Tuesday, June 13, 2017

Singed

Summer lessons. There are still some days that are very full of students and yet somehow it seems so much more free.  Perhaps it's the days off in between them.  But also I think there is a change in the attitude.  Summer lessons are bonus lessons.  They aren't a part of the normal package that families sign up for at the beginning of the year.  There is no true obligation on my or their part to undertake them.  They are being done for the sake of progress, discovery, or at the very minimally explained, commitment.  We are working toward a recital at some point in the future, but for now there are open skies between us and the next lesson.

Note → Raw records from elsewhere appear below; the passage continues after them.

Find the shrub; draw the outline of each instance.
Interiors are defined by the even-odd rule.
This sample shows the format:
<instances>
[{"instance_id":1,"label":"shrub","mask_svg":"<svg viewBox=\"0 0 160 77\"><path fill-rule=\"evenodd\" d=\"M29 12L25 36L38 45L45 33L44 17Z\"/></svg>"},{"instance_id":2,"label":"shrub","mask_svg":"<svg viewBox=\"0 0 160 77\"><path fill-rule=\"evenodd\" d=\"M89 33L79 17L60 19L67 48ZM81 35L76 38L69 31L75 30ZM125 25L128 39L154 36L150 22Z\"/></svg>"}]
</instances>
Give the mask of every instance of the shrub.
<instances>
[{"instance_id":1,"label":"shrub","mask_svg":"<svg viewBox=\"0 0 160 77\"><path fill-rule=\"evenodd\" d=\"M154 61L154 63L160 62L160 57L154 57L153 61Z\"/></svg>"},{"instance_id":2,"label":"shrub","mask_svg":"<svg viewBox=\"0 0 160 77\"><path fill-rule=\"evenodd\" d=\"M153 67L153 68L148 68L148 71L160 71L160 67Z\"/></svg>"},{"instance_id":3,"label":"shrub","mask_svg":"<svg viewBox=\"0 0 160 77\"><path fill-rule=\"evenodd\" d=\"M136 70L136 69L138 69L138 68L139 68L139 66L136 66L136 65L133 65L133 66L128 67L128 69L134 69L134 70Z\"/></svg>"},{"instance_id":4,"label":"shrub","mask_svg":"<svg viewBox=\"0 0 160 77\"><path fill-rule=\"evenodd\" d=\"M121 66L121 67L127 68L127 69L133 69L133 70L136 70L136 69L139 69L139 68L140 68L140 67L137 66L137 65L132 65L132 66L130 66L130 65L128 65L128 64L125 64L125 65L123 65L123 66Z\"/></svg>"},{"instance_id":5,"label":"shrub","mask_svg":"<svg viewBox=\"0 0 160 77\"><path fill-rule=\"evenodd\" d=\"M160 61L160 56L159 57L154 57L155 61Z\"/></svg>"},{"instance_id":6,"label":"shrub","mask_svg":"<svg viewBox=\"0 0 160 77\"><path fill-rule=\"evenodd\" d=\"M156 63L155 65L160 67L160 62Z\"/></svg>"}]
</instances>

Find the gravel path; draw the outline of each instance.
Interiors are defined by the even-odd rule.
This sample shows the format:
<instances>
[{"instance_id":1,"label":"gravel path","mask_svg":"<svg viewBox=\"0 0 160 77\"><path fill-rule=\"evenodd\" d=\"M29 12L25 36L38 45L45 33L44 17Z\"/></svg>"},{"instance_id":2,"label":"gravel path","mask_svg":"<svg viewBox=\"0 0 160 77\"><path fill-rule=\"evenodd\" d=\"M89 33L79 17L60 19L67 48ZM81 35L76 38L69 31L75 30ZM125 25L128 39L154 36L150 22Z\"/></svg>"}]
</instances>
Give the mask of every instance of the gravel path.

It makes me wonder about the winter attitude.  It seems to be more one of working, goal-oriented, outcome driven.  There is a feeling of having to keep up with something, of fulfilling an obligation to something or someone, even if it is to oneself.

But what if all life were a bonus round?  We could look upon everyday, success or failure, as something that might not have been, something not felt, something not seen, something unshared.  In all the possibilities of the world, there is one in which we might not be here, either from what brought us here not having been, or a continuation not continuing.  We are here by some grace, whatever we might call or experience it to be.  Not by obligation.  What goal is there to fulfill?  

But just as I forget the miraculous opening of leaves in the spring, or their golden falling, or the solace of solitude, the pruning of winter, I will forget this hot-sunned embrace of non-existence as a source of liberation.  How many ways can we be free of ourselves?  And how many times will I find them again and again, always different?